Catastrophe de Courrières : le devoir de mémoire de l’ANGDM

, par Souad Daho

118 ans après le drame, nous n’oublions pas

Samedi 10 mars 1906, il est 6h34, lorsqu’un « coup de poussière » d’une rare violence dévaste en quelques secondes 110 km de galeries. À plus de 1 000 km/h, la flamme parcourt les galeries des fosses 2 à Billy-Montigny, 3 à Méricourt et 4 - 11 à Sallaumines.

1 700 mineurs de la Compagnie minière de Courrières étaient au travail ce jour-là.

1 099 personnes ont perdu la vie dont 242 enfants

Les opérations de sauvetage sont prises en charge par l’ingénieur en chef du service des mines, représentant l’État. Le 11 mars, un groupe de sauveteurs allemands de la Ruhr, parfaitement entraînés et munis des appareils respiratoires des plus modernes, arrive sur les lieux de la catastrophe. Le 30 mars, à 8h, treize mineurs surgissent à l’air libre par la fosse 2 de Billy-Montigny. Un quatorzième rescapé, Auguste Berthon, est retrouvé le 4 avril par des sauveteurs, dans le puits 4 de Sallaumines.

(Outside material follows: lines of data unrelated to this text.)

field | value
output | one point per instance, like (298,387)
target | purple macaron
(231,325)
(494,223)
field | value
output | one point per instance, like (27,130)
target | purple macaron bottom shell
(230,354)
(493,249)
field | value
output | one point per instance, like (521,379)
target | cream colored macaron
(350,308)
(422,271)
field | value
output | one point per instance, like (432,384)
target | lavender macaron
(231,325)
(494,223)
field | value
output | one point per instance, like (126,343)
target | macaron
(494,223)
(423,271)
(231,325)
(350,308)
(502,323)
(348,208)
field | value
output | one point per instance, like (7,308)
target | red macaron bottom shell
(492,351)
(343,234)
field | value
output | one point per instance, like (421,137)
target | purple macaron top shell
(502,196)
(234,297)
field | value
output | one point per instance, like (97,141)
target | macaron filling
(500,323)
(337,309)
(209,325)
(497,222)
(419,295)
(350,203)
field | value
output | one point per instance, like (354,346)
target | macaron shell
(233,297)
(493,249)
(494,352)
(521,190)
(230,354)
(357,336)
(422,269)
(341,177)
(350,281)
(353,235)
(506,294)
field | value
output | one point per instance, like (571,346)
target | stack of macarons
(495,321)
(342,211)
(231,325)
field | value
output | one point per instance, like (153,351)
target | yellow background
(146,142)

Le risque d’un coup de grisou était pourtant faible pour cette exploitation. C’est en effet un feu de mine découvert quelques jours avant le drame dans l’une des veines de la fosse de Méricourt qui est la cause principale de la catastrophe. Plusieurs barrages en pierres, en cailloux et même en béton avaient été construits pour étouffer l’incendie. Mais ces constructions sont restées insuffisantes.

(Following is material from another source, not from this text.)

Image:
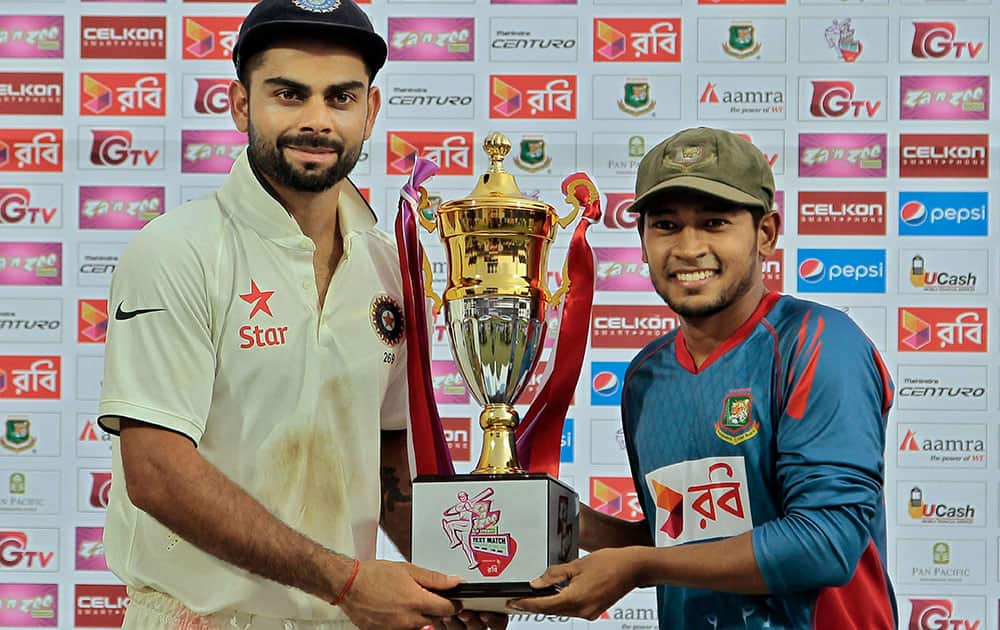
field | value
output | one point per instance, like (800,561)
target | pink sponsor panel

Repenser la sécurité en fond de mine

La plus grande catastrophe minière d’Europe représente un tournant en matière de sécurité. Cet évènement a amené les dirigeants politiques comme la communauté scientifique, à repenser les systèmes de sécurité en fond de mine.

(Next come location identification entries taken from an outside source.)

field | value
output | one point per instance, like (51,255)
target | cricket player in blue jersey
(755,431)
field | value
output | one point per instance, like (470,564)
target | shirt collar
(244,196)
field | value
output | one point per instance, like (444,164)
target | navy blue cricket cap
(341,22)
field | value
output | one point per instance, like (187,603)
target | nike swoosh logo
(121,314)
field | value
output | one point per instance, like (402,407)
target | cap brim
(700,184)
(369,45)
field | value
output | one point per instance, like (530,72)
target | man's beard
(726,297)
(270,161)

La catastrophe de Courrières a été qualifiée comme « une catastrophe exemplaire » (R. Schwartzmann, Le Drame de Courrières, Nouvelles Editions Sutton, juillet 2005) car elle est une prise de conscience profonde, immédiate et générale du danger présenté par les poussières combustibles.

Le devoir de mémoire de l’ANGDM

Dimanche dernier, le 10 mars 2024 Catherine Griboval, directrice régionale Nord a représenté l’ANGDM aux cérémonies de commémoration de la catastrophe de Courrières. Une gerbe a été déposée à Méricourt près de la stèle où se sont réunis, pour se souvenir et se recueillir, les élus, les associations d’anciens mineurs, les organisations syndicales.

Hommage littéraire

Jules Mousseron, le célèbre poète mineur a rendu hommage aux victimes de Courrières par ces quelques vers :
« Salut ! ô martyrs de Courrières,
Brav’s carbonniers nés pour l’douleur !
O pauves gins ! Oh ! les pauv’s frères
Combin nous pleurons vos malheurs.
C’mint s’mettr’ pareille affaire in tiête ?
Douz’ chints mineurs périr dins l’feu
Sans pouvoir pinser eun’ minette
>L’infant à s’mère, el père à s’fieu !
Anéantis par l’flamme et l’soufre
Tous ces innochents sont brûlés
Collés dins les poussièr’s du gouffre
S’étreignant par group’s affolés.
Ch’est est fini ! pus jamais d’caresse !
Pus d’joi ! pus d’pain et pus d’bonheur !
Tous les corons ont l’mêm’ tristesse,
Tout’s les maisons ont l’mêm douleur. »

Elan de solidarité

Dès les premiers jours, un mouvement de solidarité se met en marche : des dons affluent du monde entier. La riche famille Rothschild fait un don de 100 000 francs, le Pape 20 000 francs. Aussi en 3 mois, plus de 7 millions de francs sont récoltés.

La colère des familles de victimes

Après le deuil vient la colère des familles et des survivants. Les mineurs sont en grève. Ils étaient 50 000 le 19 mars 1906. Elle dure trois mois. Les familles sont en parties indemnisées et le travail au fond reprend progressivement.